Peace for DC has partnered with Medstar Washington Hospital Center to teach people how to help save lives of gunshot wound victims.

WASHINGTON — As shootings continue to rise in DC, trauma doctors are heading to the streets to teach violence interrupters how to stop the bleed.

“You just have to do whatever you have to do to stop the bleed," Dr. James Wallace said.

He's part of the MedStar Washington Hospital Center that is partnering with Peace for DC to run these trainings.

They're starting with violence interrupters, because they work with communities experiencing gun violence every day...like Dwayne Falwell, program director at Training Grounds.

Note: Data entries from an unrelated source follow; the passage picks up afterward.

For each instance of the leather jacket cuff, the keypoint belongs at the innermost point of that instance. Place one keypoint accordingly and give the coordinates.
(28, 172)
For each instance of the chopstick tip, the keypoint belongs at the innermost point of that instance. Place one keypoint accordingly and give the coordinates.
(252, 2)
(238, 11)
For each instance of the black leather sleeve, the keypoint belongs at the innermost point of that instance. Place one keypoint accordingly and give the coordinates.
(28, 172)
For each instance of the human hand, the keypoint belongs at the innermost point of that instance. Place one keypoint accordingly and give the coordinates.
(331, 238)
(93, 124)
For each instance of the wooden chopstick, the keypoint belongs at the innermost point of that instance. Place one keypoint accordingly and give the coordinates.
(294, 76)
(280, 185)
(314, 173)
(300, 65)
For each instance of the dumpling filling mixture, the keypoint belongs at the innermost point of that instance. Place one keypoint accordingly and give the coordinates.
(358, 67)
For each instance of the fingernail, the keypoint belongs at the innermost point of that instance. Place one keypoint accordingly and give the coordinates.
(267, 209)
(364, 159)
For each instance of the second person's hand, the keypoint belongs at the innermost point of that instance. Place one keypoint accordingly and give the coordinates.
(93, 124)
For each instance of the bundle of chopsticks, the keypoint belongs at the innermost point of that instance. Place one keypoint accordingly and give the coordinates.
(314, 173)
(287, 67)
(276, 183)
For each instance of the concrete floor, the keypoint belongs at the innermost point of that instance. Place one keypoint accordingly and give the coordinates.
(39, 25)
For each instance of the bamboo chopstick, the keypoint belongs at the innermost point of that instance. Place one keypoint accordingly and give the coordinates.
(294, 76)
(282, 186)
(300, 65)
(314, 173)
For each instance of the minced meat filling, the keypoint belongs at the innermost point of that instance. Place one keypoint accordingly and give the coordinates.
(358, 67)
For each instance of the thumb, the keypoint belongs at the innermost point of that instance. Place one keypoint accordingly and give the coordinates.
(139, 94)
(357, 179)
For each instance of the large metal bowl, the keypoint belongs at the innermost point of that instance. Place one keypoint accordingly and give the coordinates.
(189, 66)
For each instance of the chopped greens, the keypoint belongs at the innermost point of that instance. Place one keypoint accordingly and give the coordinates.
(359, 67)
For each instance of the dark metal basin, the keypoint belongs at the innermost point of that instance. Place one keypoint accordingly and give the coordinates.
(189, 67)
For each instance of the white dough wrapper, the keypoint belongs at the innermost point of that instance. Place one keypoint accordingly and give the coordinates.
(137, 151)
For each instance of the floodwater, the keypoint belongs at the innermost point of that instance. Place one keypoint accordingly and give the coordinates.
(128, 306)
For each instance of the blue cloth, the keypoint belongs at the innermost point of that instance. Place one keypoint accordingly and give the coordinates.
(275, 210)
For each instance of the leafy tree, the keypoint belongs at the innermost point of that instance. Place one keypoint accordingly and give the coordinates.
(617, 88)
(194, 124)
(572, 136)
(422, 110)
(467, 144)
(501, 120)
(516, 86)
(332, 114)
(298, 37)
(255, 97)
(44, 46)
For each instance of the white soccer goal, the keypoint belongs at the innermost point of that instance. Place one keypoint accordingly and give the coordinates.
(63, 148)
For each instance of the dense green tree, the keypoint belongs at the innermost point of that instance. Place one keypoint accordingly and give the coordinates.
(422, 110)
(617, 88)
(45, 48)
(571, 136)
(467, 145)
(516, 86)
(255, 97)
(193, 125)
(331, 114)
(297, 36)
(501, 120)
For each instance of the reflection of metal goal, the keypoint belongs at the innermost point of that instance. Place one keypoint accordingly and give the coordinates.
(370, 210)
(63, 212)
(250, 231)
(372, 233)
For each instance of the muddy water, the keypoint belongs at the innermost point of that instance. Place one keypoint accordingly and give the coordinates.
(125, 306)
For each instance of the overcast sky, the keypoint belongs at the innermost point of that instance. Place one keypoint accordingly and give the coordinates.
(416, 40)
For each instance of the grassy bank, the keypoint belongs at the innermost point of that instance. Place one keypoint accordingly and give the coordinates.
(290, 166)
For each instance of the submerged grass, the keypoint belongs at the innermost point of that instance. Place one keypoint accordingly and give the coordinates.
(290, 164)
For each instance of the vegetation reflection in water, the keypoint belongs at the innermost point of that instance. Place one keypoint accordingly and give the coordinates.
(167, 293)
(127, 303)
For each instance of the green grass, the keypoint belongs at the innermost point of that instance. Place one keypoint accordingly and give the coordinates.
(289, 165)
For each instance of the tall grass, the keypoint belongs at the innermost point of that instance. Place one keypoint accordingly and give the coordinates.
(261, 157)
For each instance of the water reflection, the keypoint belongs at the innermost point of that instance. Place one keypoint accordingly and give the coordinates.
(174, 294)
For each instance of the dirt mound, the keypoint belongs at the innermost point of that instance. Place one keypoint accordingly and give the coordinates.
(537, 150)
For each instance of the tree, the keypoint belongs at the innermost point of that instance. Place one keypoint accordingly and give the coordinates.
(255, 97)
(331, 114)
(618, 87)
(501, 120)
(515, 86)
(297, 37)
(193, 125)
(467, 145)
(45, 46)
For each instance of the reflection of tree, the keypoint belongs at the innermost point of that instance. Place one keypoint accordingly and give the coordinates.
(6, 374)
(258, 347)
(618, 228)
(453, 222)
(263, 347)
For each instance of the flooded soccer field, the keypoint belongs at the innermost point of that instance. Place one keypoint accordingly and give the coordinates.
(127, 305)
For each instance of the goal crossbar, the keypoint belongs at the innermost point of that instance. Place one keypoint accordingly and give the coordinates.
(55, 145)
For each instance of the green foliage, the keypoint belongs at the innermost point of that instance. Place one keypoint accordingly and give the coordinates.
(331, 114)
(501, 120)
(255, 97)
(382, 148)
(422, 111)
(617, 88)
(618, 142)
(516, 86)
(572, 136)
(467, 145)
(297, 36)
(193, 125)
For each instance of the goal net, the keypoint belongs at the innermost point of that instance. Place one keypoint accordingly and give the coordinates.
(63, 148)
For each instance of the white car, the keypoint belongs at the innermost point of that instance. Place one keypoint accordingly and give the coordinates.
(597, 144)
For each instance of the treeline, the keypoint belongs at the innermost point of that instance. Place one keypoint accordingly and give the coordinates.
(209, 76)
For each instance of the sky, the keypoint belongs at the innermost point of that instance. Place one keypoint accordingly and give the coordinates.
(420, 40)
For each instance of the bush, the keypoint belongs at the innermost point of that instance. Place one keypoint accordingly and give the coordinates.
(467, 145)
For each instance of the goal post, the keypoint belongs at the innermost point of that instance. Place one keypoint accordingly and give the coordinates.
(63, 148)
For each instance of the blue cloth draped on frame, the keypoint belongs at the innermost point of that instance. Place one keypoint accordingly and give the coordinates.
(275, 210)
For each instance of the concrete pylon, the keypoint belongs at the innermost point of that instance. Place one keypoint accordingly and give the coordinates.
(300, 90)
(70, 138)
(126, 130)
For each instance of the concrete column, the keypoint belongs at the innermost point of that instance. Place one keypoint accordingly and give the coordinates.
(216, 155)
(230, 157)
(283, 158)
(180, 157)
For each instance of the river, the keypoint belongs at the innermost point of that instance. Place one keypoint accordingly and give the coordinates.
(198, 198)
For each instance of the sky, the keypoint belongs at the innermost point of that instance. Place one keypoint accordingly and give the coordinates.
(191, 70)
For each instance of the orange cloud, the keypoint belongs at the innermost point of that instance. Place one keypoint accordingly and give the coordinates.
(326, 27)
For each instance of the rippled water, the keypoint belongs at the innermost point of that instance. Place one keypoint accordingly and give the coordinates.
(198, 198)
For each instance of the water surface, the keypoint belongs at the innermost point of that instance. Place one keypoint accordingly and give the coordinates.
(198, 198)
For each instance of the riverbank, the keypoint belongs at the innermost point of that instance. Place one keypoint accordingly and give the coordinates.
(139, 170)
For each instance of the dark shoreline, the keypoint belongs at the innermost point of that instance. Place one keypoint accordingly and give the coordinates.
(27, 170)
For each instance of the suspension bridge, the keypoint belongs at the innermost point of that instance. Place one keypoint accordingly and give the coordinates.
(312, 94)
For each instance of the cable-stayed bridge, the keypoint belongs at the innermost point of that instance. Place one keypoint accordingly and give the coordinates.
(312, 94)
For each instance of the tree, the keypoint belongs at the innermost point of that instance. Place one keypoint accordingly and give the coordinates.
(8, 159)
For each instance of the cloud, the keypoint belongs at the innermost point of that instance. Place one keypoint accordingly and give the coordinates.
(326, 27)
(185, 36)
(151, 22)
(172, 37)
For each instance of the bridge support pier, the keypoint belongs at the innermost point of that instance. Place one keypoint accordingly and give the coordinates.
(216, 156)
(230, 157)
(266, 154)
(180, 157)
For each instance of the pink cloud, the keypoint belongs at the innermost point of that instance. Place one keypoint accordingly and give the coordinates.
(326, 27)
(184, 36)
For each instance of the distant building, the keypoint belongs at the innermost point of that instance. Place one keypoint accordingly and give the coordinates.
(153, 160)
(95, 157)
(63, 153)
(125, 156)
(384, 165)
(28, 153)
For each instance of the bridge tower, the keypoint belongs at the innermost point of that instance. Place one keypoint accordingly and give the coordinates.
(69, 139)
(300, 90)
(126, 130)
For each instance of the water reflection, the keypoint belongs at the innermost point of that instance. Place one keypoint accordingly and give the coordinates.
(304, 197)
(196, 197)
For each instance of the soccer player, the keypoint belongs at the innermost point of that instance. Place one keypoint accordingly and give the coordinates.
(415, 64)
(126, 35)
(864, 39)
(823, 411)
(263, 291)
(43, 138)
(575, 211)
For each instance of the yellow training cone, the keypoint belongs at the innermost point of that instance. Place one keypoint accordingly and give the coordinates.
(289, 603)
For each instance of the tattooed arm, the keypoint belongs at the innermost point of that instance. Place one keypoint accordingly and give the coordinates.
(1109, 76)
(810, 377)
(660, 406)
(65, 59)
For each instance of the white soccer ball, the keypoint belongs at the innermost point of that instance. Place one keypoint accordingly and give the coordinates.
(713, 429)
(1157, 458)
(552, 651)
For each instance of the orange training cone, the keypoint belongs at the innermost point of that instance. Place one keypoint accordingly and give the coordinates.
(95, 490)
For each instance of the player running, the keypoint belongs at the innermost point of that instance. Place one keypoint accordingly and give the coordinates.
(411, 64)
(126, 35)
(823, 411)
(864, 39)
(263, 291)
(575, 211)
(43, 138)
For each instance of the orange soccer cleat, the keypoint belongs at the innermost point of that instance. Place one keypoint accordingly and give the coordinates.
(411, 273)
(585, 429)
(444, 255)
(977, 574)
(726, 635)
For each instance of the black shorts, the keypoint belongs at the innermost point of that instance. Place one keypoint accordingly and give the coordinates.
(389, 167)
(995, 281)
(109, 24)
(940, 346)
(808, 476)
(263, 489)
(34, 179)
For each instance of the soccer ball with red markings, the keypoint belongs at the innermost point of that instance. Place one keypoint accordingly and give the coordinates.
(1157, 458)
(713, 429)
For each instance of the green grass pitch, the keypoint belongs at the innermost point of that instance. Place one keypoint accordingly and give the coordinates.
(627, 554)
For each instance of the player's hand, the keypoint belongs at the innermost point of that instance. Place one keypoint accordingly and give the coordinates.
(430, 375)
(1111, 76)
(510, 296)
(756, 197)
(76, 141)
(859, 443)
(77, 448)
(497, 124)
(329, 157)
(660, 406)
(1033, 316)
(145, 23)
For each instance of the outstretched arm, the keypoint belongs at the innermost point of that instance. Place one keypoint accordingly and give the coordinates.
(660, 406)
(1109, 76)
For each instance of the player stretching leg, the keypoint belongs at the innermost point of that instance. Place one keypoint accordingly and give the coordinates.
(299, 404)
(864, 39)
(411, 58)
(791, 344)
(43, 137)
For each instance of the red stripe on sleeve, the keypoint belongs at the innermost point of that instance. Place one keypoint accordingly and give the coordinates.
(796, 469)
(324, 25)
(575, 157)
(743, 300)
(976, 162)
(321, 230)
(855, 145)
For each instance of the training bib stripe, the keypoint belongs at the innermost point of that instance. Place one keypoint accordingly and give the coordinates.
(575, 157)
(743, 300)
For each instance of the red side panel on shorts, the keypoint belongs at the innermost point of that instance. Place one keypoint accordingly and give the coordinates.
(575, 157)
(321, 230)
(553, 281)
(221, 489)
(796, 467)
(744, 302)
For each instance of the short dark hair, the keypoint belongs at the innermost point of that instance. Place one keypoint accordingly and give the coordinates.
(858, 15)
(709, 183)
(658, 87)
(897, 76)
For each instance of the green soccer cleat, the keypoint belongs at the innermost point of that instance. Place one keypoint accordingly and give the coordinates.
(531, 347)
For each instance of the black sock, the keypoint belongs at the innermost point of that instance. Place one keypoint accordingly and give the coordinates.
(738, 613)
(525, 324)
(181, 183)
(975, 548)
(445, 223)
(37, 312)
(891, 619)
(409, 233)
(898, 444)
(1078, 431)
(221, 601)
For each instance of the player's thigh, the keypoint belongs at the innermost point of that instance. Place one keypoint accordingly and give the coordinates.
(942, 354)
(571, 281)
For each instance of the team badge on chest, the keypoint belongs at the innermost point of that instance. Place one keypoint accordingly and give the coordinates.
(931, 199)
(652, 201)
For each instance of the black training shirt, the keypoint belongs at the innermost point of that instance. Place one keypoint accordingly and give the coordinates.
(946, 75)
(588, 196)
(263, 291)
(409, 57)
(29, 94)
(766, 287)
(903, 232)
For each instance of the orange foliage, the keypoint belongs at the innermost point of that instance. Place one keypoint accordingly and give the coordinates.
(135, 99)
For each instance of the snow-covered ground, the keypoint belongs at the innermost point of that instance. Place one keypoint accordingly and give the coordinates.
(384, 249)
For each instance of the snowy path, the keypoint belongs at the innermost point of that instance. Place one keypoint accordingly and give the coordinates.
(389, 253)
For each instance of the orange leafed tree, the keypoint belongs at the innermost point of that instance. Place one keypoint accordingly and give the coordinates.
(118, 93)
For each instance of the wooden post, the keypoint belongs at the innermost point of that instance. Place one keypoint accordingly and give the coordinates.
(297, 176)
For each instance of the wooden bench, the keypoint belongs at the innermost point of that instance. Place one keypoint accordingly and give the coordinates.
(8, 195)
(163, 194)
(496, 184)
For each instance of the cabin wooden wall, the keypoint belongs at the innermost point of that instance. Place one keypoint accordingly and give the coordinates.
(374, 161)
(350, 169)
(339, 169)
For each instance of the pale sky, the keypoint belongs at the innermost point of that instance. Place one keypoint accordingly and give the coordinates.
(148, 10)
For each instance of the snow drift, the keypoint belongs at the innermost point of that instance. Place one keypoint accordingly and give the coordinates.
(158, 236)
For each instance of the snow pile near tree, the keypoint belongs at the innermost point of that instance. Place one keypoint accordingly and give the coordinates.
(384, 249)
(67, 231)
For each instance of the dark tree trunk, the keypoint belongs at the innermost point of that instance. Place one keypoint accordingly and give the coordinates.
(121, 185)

“I've definitely been on the scenes of shootings and before first responders arrived, and I saw people bleeding out," Falwell said. "So it's good to have the course so we can maybe save a life.”

And stopping the bleed really does save lives: Dr. Wallace said a person can bleed out in five minutes.

RELATED: New lifesaving training coming to DC high schools

“Whatever you can do to slow the blood loss is going to be a benefit to that person, and is going to help that person arrive alive to the hospital so the surgeons there can do something for them," Dr. Wallace said.

He's a U.S. Navy surgeon who has done multiple tours to Afghanistan and said that the scale of violence in DC surpasses what he saw overseas.

"There's not many days over at hospital center that we don't see a shooting victim," he said.

They teach the ABCs of stopping the bleed.

A is for alert, which means calling 911.

B is for bleeding, which means recognizing the life threatening hemorrhage.

C is for compression, which includes pressure, packing, and tourniquet.

Dr. Wallace said you have to pack the gauze right into the wound until you can't pack anymore to really stop the bleed. He said there also has to be constant pressure.

“Pushing a t-shirt or gauze into an open wound is going to hurt. Placing a tourniquet correctly is going to hurt," he said. "But these are the steps that have to happen in order to save somebody's life.”

And that's what the trainees hope to do.

“The more we learn, the more educated we are, the more effective we can be in the street," Falwell said.